Effect of the Decision Aid

Among those patients who required more intensive anti-hypertensive treatment, 178 of 668 (27%) receiving usual care were appropriately treated compared to 212 of 629 (34%) who received the risk profile (Table 2). The 7% (95% CI 2% – 12%) absolute increase in appropriate treatment suggests that 14 patients had to receive a risk profile in order for one additional patient to be appropriately treated. Once treatment was intensified, the drop in blood pressure at the next visit averaged 13 mmHg compared to 5 mmHg among those who were not treated.
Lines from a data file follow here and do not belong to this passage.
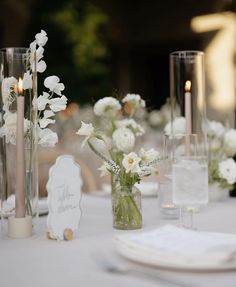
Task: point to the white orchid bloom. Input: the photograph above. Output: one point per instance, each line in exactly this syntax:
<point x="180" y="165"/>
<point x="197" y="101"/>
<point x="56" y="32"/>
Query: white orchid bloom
<point x="104" y="169"/>
<point x="41" y="66"/>
<point x="27" y="81"/>
<point x="47" y="138"/>
<point x="124" y="139"/>
<point x="41" y="102"/>
<point x="85" y="130"/>
<point x="135" y="100"/>
<point x="41" y="38"/>
<point x="58" y="104"/>
<point x="230" y="142"/>
<point x="45" y="121"/>
<point x="107" y="106"/>
<point x="131" y="163"/>
<point x="54" y="85"/>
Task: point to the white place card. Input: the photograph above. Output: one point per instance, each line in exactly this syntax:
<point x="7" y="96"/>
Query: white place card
<point x="64" y="194"/>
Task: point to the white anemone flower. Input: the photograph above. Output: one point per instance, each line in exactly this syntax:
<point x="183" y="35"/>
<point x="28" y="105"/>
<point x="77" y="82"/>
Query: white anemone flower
<point x="104" y="169"/>
<point x="135" y="100"/>
<point x="58" y="104"/>
<point x="107" y="106"/>
<point x="47" y="138"/>
<point x="27" y="81"/>
<point x="215" y="129"/>
<point x="41" y="102"/>
<point x="41" y="38"/>
<point x="230" y="142"/>
<point x="86" y="130"/>
<point x="131" y="163"/>
<point x="54" y="85"/>
<point x="227" y="170"/>
<point x="124" y="139"/>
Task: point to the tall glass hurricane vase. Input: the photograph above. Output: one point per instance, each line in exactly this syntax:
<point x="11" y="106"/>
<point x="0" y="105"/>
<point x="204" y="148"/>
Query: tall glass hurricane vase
<point x="187" y="91"/>
<point x="18" y="135"/>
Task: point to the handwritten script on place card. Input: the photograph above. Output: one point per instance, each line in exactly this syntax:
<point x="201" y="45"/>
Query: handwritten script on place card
<point x="64" y="194"/>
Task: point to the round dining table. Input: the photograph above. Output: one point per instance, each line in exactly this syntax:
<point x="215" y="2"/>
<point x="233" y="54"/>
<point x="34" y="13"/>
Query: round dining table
<point x="92" y="259"/>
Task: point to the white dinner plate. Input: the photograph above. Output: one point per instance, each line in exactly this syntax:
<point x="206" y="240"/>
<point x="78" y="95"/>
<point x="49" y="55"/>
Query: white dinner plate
<point x="147" y="188"/>
<point x="160" y="258"/>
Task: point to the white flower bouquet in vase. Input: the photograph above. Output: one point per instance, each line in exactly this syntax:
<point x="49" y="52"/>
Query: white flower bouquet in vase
<point x="24" y="124"/>
<point x="114" y="143"/>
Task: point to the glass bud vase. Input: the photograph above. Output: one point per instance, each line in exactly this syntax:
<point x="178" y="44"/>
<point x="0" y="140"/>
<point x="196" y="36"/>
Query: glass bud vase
<point x="18" y="142"/>
<point x="126" y="208"/>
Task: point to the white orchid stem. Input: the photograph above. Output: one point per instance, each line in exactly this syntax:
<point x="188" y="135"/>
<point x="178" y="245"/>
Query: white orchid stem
<point x="114" y="167"/>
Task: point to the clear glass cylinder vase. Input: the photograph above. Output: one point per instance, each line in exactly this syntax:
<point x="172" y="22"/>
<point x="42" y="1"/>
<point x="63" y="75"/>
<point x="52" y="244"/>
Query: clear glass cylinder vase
<point x="18" y="137"/>
<point x="187" y="91"/>
<point x="126" y="207"/>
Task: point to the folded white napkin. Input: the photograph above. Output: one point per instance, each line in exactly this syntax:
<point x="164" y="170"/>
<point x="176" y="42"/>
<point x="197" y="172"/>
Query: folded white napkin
<point x="178" y="247"/>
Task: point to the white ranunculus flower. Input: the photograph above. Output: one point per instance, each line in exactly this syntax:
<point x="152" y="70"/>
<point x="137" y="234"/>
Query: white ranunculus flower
<point x="148" y="156"/>
<point x="47" y="138"/>
<point x="124" y="139"/>
<point x="214" y="144"/>
<point x="54" y="85"/>
<point x="230" y="142"/>
<point x="107" y="106"/>
<point x="131" y="163"/>
<point x="227" y="170"/>
<point x="135" y="100"/>
<point x="215" y="129"/>
<point x="41" y="102"/>
<point x="27" y="81"/>
<point x="85" y="130"/>
<point x="179" y="127"/>
<point x="58" y="104"/>
<point x="131" y="124"/>
<point x="104" y="169"/>
<point x="41" y="38"/>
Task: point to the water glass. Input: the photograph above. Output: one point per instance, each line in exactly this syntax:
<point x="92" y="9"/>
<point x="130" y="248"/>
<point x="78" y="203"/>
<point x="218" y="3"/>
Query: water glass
<point x="167" y="208"/>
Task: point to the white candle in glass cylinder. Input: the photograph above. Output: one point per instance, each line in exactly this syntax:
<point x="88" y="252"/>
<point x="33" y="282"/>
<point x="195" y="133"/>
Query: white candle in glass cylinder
<point x="188" y="108"/>
<point x="20" y="154"/>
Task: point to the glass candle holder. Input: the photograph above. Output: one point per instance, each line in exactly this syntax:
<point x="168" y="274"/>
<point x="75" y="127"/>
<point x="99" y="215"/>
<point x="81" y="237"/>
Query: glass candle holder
<point x="18" y="142"/>
<point x="187" y="91"/>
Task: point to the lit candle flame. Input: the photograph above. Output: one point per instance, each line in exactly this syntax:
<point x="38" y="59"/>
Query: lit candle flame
<point x="20" y="86"/>
<point x="187" y="86"/>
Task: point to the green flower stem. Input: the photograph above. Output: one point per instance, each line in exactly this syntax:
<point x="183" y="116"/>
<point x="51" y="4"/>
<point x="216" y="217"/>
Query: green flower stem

Similar results were observed for initiating treatment among individuals without previously diagnosed hypertension or increasing treatment among those previously treated. Table 2 also presents the unadjusted effect of the risk profile (OR = 1.40, 95% CI 1.11 – 1.78) or adjusted for between physician differences (OR = 1.42, 95% CI 1.11 – 1.83) and potential confounders (OR = 1.46, 95% CI 1.12 – 1.90).

Table 2.

Increased Likelihood of Initiating or Increasing Hypertension Treatment Among Patients Who Received a Risk Profile

  Risk profile Usual care Difference 95% (CI) Unadjusted (fixed effects model) OR (95% CI) Unadjusted (random effects model a ) OR (95% CI) Adjusted (random effects modelb) OR (95% CI
Initiating or increasing treatment 33.8% 26.7% 7.1 (2.1–12.1)** 1.40 (1.11 – 1.78) 1.42 (1.11 – 1.83) 1.46 (1.12 – 1.90)
Initiating treatment 31.4% 24.1% 7.3 (−1.4–15.9) 1.44 (0.93 – 2.22) 1.44 (0.93 – 2.23) 1.78 (1.06 – 3.00)
Increasing treatment 34.9% 27.7% 7.2 (1.1–13.3)* 1.40 (1.05 – 1.86) 1.42 (1.06 – 1.92) 1.40 (1.03 – 1.91)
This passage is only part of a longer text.